The earth goddess is the classical maternal figure. Although she is loving and affectionate, her sex drive is weak and sex is not a very important element of her life. She may even be a bit of a prude. As a committed partner, she will engage in sex out of a feeling of mission, but it will always be essentially an act of procreation and a service to her partner. It is typical for such a woman
to find breastfeeding to be much more sensual than any part of sex.

Hera

Goddess of marriage, she sees marriage and sexuality as a team. If she does have sex outside of marriage, she would believe, or make believe it was true love. She, even more than the other dutiful goddesses, has sex out of sense of a marital chore. She would tend to see it as male controlled, meaning he would need to take initiative or it will never happen. This will leave her inorgasmic,
unless she works on herself and manages to conquer her passive eroticism.

Hestia

Goddess of the hearth (fireplace) and the home. Sexuality is not important to her, but once it is initiated, she gets a lot of satisfaction out of it. It is as if her eroticism is a seemingly dead fire, and when her lover stokes it, it rages to life. For that reason, some of the Hestia women are orgasmic with very little effort, so they will have delightful sex, but nevertheless not feel the
need to seek it out. When a Hestia woman is inorgasmic, she will still enjoy the intimacy that sex creates, and being able to comfort and join her partner. Without a lover to jolt her, she could just as easily leave well enough alone.

Aphrodite

Aphrodite is the Greek version of the Roman goddess Venus. She is the sexual yardstick because Aphrodite IS the Goddess of sex, the only clearly pro-sexual one of the goddesses. Strangely enough, her realm is not only sex, but also love and beauty (as though they have to go together).

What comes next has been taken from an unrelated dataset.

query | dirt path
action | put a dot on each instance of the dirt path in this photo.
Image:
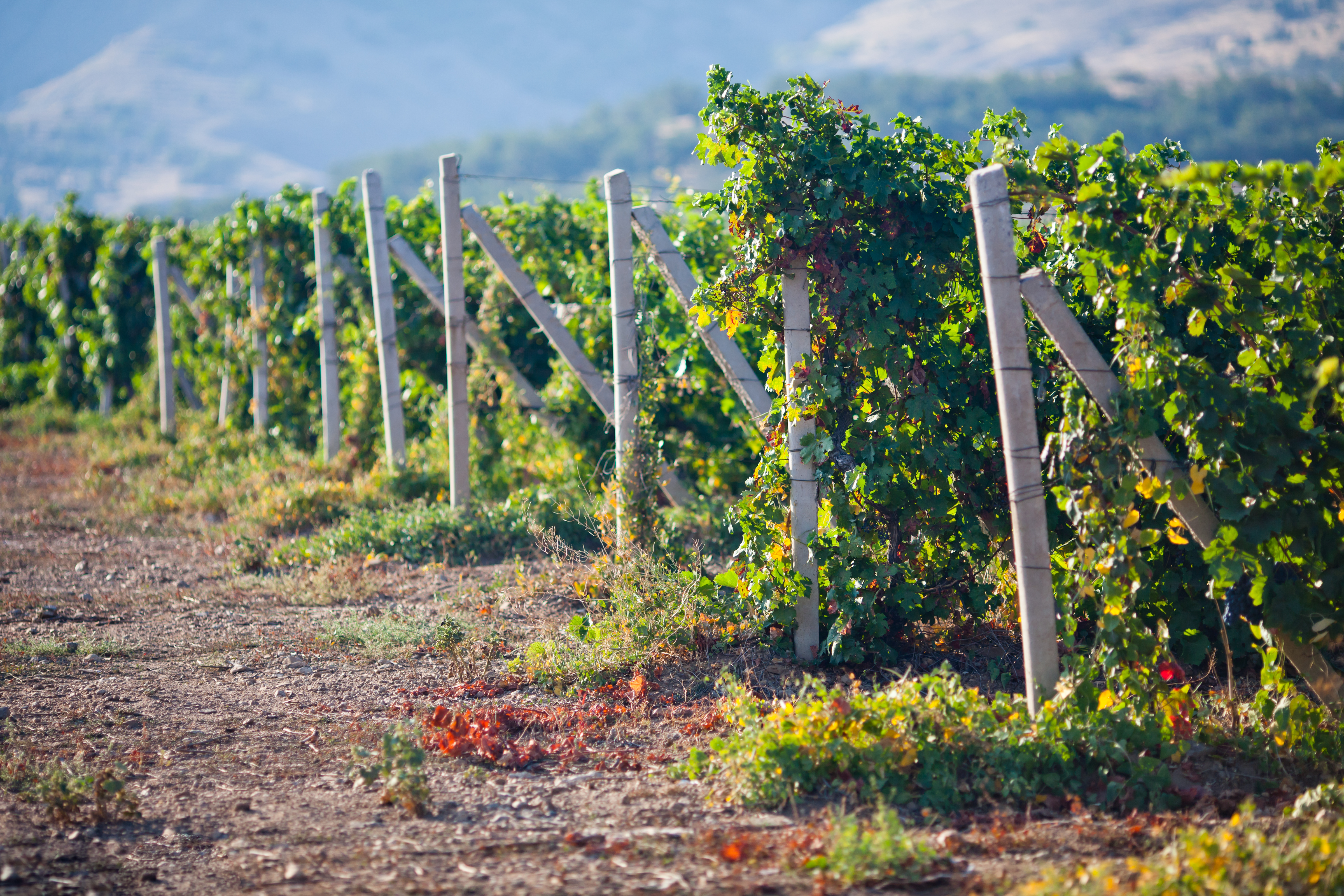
(233, 702)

The act of falling in love, which for many people makes them behave in very untypical ways, is the time when everyone can be Aphrodite-like for a certain amount of time. Some will then retain it, others will wear it thin, and the true Aphrodite women will fall in love with falling in love – they will continue on an intensive, passionate path from lover to lover.

This goddess is also related to fertility, but unlike the procreative instincts of some of the other sister deities, Aphrodite’s fertility is an outgrowth of uncontrolled passion. Since she is all about sensuality and sexuality, falling in and out of love with great force is usual, and she needs to learn to control her instinctual behaviour if she wants to create a relationship that transcends the passionate phase.

There is no connection between the goddess type and sexual orientation or relationship style. Both heterosexual and lesbian women appear in all goddess models and there are single and coupled, sexually active and inactive women across all the archetypes.

These goddess types are also not ingrained and non-alterable. The idea of therapy or conscious lifestyle changes is to discover and own your own inherent characteristics, and then curb or supplement them to create a balance that is more fulfilling to your ambitions. It could probably be argued that every woman needs a certain amount of Aphrodite in her. Whereas Aphrodite woman would need some other goddess attributes in her, in order to avoid letting love and sex turn into a curse.